This Washington Post article about a bunch of recently released internal memos Donald Rumsfeld wrote while he was Secretary of Defense has a lot of good bits. (And how could it not? According to the article, Rumsfeld wrote 20 to 60 of these memos, called "snowflakes," a day. That's a lot of material to choose from.) But, for my money, this is the best one:
A November 2006 editorial in the New York Times that said the Army was ruined "is disgraceful," Rumsfeld wrote to Smith. The editorial said that "one welcome dividend" of Rumsfeld's departure was that the United States would "now have a chance to rebuild the Army he spent most of his tenure running down."
Rumsfeld later reprimanded his staff, writing, "I read the letter we sent in rebuttal. I thought it rather weak and not signed at the level it should have been." He then instructed staffers to prepare an article about the Army. "We need to get that story out," he wrote on Nov. 28, 2006, a Tuesday. He ordered a draft by Friday.

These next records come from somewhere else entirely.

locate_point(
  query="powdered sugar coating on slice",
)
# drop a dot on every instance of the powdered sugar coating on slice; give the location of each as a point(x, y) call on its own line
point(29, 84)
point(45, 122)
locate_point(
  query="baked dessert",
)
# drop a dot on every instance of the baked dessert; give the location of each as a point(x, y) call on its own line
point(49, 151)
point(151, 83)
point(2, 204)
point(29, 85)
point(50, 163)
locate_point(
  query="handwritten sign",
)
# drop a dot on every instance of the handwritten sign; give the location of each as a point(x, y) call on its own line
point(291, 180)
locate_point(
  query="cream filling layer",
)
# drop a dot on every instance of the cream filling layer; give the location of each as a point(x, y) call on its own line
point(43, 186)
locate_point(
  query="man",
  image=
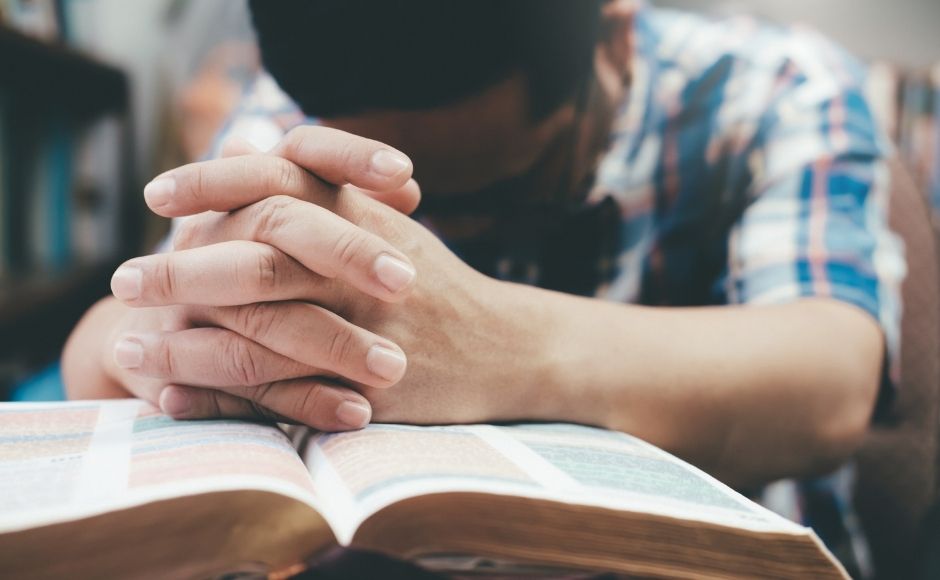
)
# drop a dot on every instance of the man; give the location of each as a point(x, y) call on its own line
point(715, 190)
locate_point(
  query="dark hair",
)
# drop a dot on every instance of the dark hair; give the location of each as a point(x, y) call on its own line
point(342, 57)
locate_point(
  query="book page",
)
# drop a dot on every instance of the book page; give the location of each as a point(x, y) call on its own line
point(366, 470)
point(61, 461)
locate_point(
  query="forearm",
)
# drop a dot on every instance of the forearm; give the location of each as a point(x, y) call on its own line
point(748, 393)
point(84, 364)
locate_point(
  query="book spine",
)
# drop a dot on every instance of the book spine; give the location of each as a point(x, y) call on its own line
point(4, 193)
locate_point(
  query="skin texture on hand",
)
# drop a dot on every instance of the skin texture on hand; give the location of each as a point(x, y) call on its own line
point(748, 393)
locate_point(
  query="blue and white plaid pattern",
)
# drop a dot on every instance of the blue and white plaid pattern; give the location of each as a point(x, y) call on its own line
point(747, 167)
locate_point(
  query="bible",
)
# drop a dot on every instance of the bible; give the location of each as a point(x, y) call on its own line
point(116, 489)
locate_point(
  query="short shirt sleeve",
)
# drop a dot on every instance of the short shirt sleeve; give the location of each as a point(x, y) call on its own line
point(816, 224)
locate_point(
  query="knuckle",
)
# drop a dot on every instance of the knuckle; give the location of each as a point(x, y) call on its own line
point(348, 245)
point(341, 346)
point(263, 412)
point(293, 141)
point(271, 215)
point(167, 279)
point(259, 271)
point(193, 182)
point(305, 407)
point(284, 176)
point(164, 359)
point(257, 320)
point(240, 363)
point(185, 235)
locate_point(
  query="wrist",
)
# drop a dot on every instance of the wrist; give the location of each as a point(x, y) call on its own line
point(526, 355)
point(88, 371)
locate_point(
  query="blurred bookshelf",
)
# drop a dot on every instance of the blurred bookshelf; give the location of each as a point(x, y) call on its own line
point(67, 218)
point(906, 101)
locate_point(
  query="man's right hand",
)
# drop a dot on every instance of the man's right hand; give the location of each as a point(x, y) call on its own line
point(376, 169)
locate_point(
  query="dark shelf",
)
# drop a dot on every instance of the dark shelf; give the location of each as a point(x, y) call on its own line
point(45, 75)
point(38, 311)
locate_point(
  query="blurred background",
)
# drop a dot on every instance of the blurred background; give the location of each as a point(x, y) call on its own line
point(98, 96)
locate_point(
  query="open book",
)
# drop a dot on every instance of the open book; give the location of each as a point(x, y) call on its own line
point(115, 489)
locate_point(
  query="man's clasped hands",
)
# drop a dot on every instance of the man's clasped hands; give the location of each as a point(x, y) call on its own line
point(298, 289)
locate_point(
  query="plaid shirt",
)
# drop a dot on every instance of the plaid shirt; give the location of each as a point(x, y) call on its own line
point(745, 167)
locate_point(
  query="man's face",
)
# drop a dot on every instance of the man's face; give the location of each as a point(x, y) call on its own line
point(484, 145)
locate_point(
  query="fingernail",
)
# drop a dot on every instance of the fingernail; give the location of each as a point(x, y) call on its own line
point(175, 402)
point(160, 191)
point(128, 353)
point(393, 273)
point(386, 363)
point(355, 415)
point(389, 163)
point(126, 283)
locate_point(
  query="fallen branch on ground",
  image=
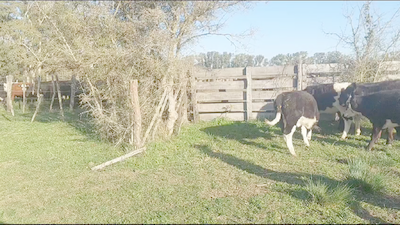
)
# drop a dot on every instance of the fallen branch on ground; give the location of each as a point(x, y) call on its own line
point(121, 158)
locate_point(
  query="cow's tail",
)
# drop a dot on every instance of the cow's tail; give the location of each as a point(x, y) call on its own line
point(278, 106)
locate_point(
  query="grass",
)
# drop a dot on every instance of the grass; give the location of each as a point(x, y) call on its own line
point(361, 177)
point(325, 195)
point(213, 172)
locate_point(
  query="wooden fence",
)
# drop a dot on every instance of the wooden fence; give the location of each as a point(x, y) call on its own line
point(240, 94)
point(245, 94)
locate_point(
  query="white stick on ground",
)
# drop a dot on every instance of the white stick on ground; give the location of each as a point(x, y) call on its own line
point(121, 158)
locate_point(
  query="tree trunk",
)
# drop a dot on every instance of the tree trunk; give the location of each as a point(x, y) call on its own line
point(172, 114)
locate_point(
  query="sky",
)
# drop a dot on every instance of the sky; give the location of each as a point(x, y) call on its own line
point(289, 26)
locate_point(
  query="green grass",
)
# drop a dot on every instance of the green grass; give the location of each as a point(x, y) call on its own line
point(213, 172)
point(325, 195)
point(362, 178)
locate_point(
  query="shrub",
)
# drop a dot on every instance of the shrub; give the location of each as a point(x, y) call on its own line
point(323, 194)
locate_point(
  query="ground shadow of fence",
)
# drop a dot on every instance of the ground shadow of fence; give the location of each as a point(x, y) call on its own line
point(376, 199)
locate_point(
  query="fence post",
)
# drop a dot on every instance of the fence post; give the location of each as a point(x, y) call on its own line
point(59, 97)
point(136, 117)
point(249, 94)
point(39, 97)
point(24, 93)
point(9, 93)
point(300, 75)
point(52, 92)
point(72, 97)
point(194, 98)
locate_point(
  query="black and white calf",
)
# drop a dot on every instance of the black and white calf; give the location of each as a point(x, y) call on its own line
point(327, 97)
point(297, 109)
point(381, 108)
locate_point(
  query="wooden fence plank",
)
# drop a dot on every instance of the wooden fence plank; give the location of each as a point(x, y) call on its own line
point(264, 115)
point(240, 84)
point(263, 106)
point(268, 94)
point(219, 96)
point(230, 116)
point(276, 70)
point(221, 107)
point(274, 83)
point(227, 72)
point(249, 94)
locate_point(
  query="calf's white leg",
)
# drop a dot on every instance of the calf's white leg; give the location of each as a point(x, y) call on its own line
point(289, 141)
point(357, 121)
point(275, 121)
point(304, 134)
point(347, 124)
point(309, 134)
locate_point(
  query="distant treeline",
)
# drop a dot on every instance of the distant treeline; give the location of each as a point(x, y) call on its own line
point(216, 60)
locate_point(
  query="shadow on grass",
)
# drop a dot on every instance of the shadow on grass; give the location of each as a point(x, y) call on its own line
point(82, 123)
point(241, 132)
point(377, 199)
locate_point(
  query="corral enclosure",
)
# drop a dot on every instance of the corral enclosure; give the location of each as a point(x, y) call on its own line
point(248, 93)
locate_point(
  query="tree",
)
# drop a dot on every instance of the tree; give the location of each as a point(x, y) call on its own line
point(372, 41)
point(279, 60)
point(259, 59)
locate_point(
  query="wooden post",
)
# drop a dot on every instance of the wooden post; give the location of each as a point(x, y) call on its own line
point(53, 92)
point(72, 97)
point(194, 98)
point(249, 94)
point(121, 158)
point(300, 75)
point(23, 94)
point(9, 93)
point(39, 96)
point(136, 117)
point(59, 97)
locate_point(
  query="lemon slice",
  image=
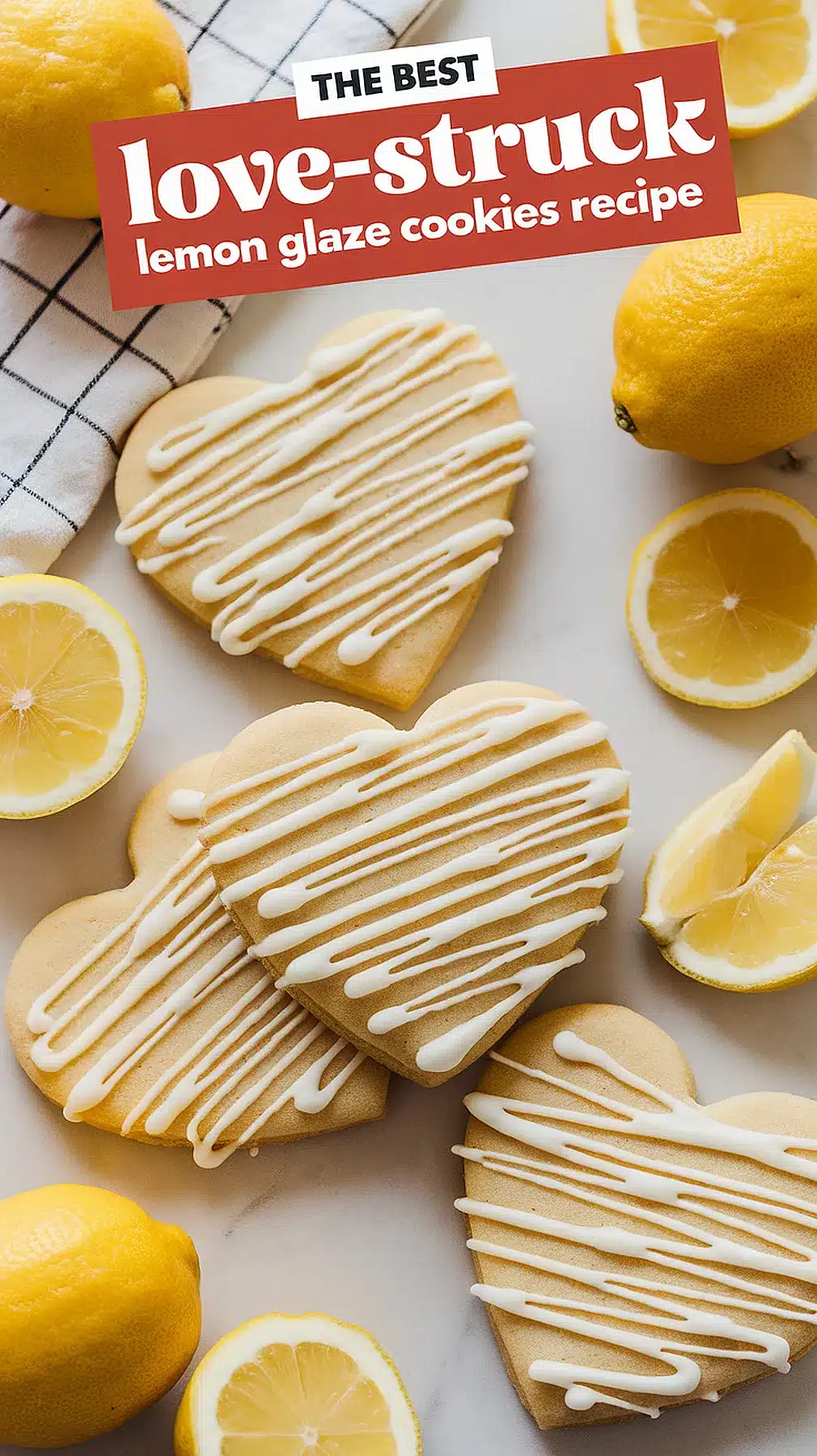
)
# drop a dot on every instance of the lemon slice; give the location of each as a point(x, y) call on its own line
point(762, 935)
point(722, 844)
point(722, 599)
point(296, 1385)
point(768, 50)
point(72, 693)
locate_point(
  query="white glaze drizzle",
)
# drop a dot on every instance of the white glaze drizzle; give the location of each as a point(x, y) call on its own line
point(598, 1174)
point(522, 862)
point(325, 571)
point(261, 1034)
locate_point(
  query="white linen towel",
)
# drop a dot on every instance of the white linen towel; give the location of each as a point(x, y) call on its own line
point(74, 375)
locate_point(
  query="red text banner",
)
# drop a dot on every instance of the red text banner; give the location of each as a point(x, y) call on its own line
point(569, 158)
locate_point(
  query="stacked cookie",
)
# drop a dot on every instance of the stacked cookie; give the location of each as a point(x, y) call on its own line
point(331, 899)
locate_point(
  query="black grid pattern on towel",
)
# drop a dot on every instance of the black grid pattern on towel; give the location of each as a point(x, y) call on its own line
point(63, 408)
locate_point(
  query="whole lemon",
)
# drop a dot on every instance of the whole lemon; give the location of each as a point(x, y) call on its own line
point(715, 338)
point(99, 1314)
point(66, 65)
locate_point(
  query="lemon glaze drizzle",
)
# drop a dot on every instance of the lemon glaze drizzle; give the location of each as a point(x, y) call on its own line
point(274, 595)
point(600, 1175)
point(182, 915)
point(375, 955)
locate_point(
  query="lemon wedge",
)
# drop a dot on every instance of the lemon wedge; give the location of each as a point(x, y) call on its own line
point(72, 693)
point(296, 1385)
point(731, 895)
point(762, 935)
point(722, 599)
point(720, 844)
point(768, 50)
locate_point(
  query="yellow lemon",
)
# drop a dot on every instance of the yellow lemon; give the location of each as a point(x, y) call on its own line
point(99, 1314)
point(722, 842)
point(296, 1385)
point(72, 693)
point(715, 340)
point(66, 65)
point(731, 895)
point(762, 935)
point(768, 50)
point(722, 599)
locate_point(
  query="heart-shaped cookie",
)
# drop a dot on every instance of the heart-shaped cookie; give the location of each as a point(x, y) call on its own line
point(342, 523)
point(142, 1011)
point(634, 1248)
point(417, 890)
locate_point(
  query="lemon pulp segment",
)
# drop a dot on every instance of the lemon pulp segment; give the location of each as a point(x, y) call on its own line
point(765, 47)
point(296, 1385)
point(72, 693)
point(765, 932)
point(722, 842)
point(305, 1398)
point(722, 599)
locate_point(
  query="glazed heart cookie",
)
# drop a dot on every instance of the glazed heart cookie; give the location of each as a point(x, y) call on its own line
point(342, 523)
point(417, 890)
point(143, 1012)
point(635, 1250)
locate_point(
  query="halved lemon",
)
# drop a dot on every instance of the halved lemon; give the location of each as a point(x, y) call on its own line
point(72, 693)
point(720, 844)
point(762, 935)
point(768, 50)
point(730, 899)
point(296, 1385)
point(722, 599)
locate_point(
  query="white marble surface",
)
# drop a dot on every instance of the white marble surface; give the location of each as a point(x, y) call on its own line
point(362, 1223)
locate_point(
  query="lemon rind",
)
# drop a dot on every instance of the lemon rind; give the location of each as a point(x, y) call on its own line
point(242, 1346)
point(704, 691)
point(111, 624)
point(789, 970)
point(744, 121)
point(733, 797)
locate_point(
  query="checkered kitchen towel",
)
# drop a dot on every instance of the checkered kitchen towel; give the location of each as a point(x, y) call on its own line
point(74, 375)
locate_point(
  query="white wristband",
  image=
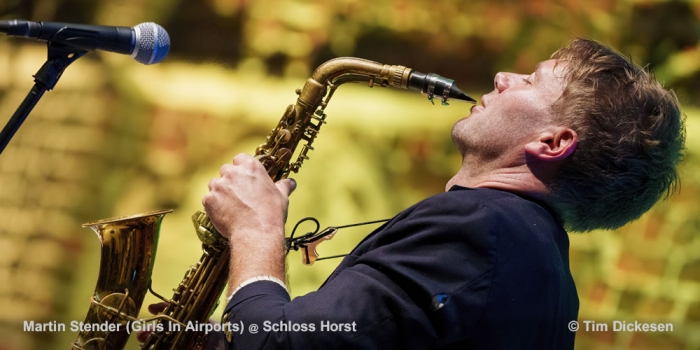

There's something almost kind of poignant about this one. By this point, after all, Rummy had been fired. He was just biding his time at the Pentagon until Bob Gates got confirmed. But there he was still imperiously chewing out his staff and complaining that they weren't sufficiently supporting him. You can almost imagine Rummy's underlings not even bothering to read his memos and just tossing them straight in the trash.